Trappole della visione

di - 3 Agosto 2013
Già dal titolo, In un altro aprile, la personale dell’artista rumeno Victor Man, schivo e intenso protagonista della pittura internazionale, suggerisce un viaggio sentimentale e malinconico, ai confini tra poesia, arte e letteratura, come è nelle corde di Man. Un’indicazione di poetica che si avvale di una evocazione di uno spazio indefinito tra noto e ignoto, presente e memoria, attualità e melanconia nel senso rinascimentale del termine. Non lo spleen di Baudelaire ma piuttosto il festina lente di Aldo Manuzio, quell’affrettarsi lentamente che struttura una consapevolezza dell’individuo capace di cogliere quell’ impalpabile pulviscolo in grado di trasformare il quotidiano in leggenda. Così, rispetto ai precedenti atti della trilogia ordinata nelle prime due sale delle Galeries dell’Accademia di Francia da Alessandro Rabottini , che avevano accolto le personali di Patrizio di Massimo e Dahn Vo, non del tutto convincenti seppur per ragioni diverse, la prova di Victor Man è riuscita sotto tutti i punti di vista.
Poche e selezionatissime opere, intensi e precisi i riferimenti al genius loci della villa, anch’essa sospesa, come i dipinti di Man, tra le pieghe di un tempo irreale e rarefatto, spesso refrattaria a rivelare i suoi segreti custoditi dietro la rude facciata in mattoni , così austera e chiusa rispetto alla fronte sul giardino, cesellata come un merletto traforato di stucchi e rilievi classici. Qual è la chiave di lettura di questa personale, che propone la pittura come personale linguaggio di interpretazione del mondo? Un sentimento indefinibile, in bilico tra nostalgia e reverie, che si insinua lentamente nello sguardo dell’osservatore, con una sottile ma penetrante ambiguità tale da non riconoscere del tutto il soggetto dell’opera ma di rimanerne posseduto, o, come direbbero gli inglesi, haunted: un termine intraducibile in italiano, come denunciato da alcune memorabili pagine di Domani nella battaglia pensa a me, il romanzo più riuscito dello scrittore spagnolo Javier Marias.

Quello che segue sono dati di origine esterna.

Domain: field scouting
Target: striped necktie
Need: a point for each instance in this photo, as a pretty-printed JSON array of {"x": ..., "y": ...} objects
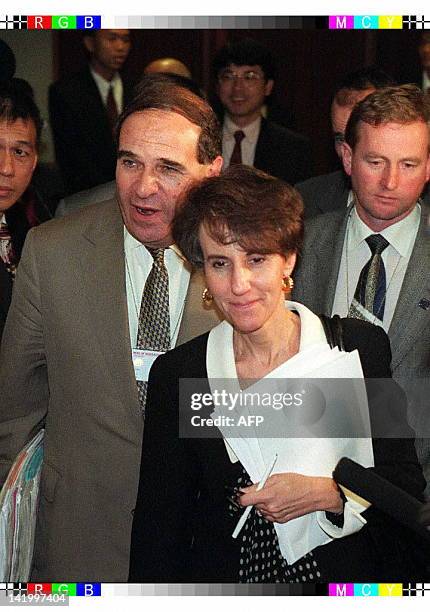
[
  {"x": 236, "y": 156},
  {"x": 153, "y": 331},
  {"x": 7, "y": 254},
  {"x": 369, "y": 297}
]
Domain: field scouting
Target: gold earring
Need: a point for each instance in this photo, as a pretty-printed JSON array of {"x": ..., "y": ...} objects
[
  {"x": 207, "y": 297},
  {"x": 287, "y": 284}
]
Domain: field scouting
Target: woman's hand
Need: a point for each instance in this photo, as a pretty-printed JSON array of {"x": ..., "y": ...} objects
[{"x": 287, "y": 496}]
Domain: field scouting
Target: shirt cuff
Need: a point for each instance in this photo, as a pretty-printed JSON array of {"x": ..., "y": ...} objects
[{"x": 352, "y": 520}]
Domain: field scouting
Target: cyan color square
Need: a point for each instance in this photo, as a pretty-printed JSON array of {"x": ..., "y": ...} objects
[
  {"x": 366, "y": 22},
  {"x": 341, "y": 22}
]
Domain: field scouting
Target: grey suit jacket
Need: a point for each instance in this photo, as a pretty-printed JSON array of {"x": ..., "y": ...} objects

Ogni opera di Man è una trappola della visione, costruita attraverso una sofisticata sintesi tra memoria personale e storia dell’arte, intesa soprattutto come iconologia: una stratificazione di immagini simboliche che rimandano ad un territorio magico dove il Rinascimento si unisce alla Metafisica e la Nuova Oggettività si mescola col Simbolismo.
Più colto del belga Michael Borremans e più seducente del polacco Wilhelm Sasnal, l’artista riesce ad infondere alla mostra un’energia silenziosa e noir, che tocca i massimi risultati nelle opere più indecifrabili, come Aspen (2009) incentrato da un soffio di vapore prodotto dal respiro di un essere umano. Interessante anche il trittico che domina la seconda sala della mostra, composto da Untitled (Sirens, 2012), Orlando (2013) e Untitled (S.D. Judith and Holofernes), dove l’ambiguità dei soggetti fonde insieme sessualità e mitologia, ritrattistica tedesca degli anni Venti e figure manieriste della Firenze cinquecentesca, tra Bronzino e Rosso Fiorentino,senza dimenticare Balthus e le sue stanze silenziose e perverse.

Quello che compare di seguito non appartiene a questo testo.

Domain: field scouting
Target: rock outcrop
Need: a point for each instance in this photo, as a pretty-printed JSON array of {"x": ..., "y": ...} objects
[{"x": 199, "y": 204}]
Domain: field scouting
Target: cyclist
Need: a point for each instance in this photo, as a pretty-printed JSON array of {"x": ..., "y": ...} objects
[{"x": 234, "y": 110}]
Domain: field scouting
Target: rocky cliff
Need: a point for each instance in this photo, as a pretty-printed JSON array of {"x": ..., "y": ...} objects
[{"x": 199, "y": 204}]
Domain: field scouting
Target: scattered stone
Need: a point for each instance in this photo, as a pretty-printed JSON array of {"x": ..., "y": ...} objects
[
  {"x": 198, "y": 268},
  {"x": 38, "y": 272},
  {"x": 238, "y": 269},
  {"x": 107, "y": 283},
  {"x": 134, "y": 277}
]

Forse il capolavoro della mostra è il quadro che rivisita una tavola del pittore senese Stefano di Giovanni detto il Sassetta (1392-1450) con le Tentazioni di Sant’Antonio torturato dai demoni, che l’artista trasforma in un groviglio di forme indefinite ed indecifrabili, ma non tanto da perdere l’aspetto malefico della scena. “Il mio lavoro ha molto a che fare con la memoria perché gli oggetti che dipingo, sebbene estrapolati dal loro significato originario, recano tracce del loro passato ” confessa Victor Man. Un passato che non impedisce a questi quadri di essere antichi e contemporanei allo stesso tempo, per depositarsi come incubi perfetti negli angoli più remoti del nostro essere.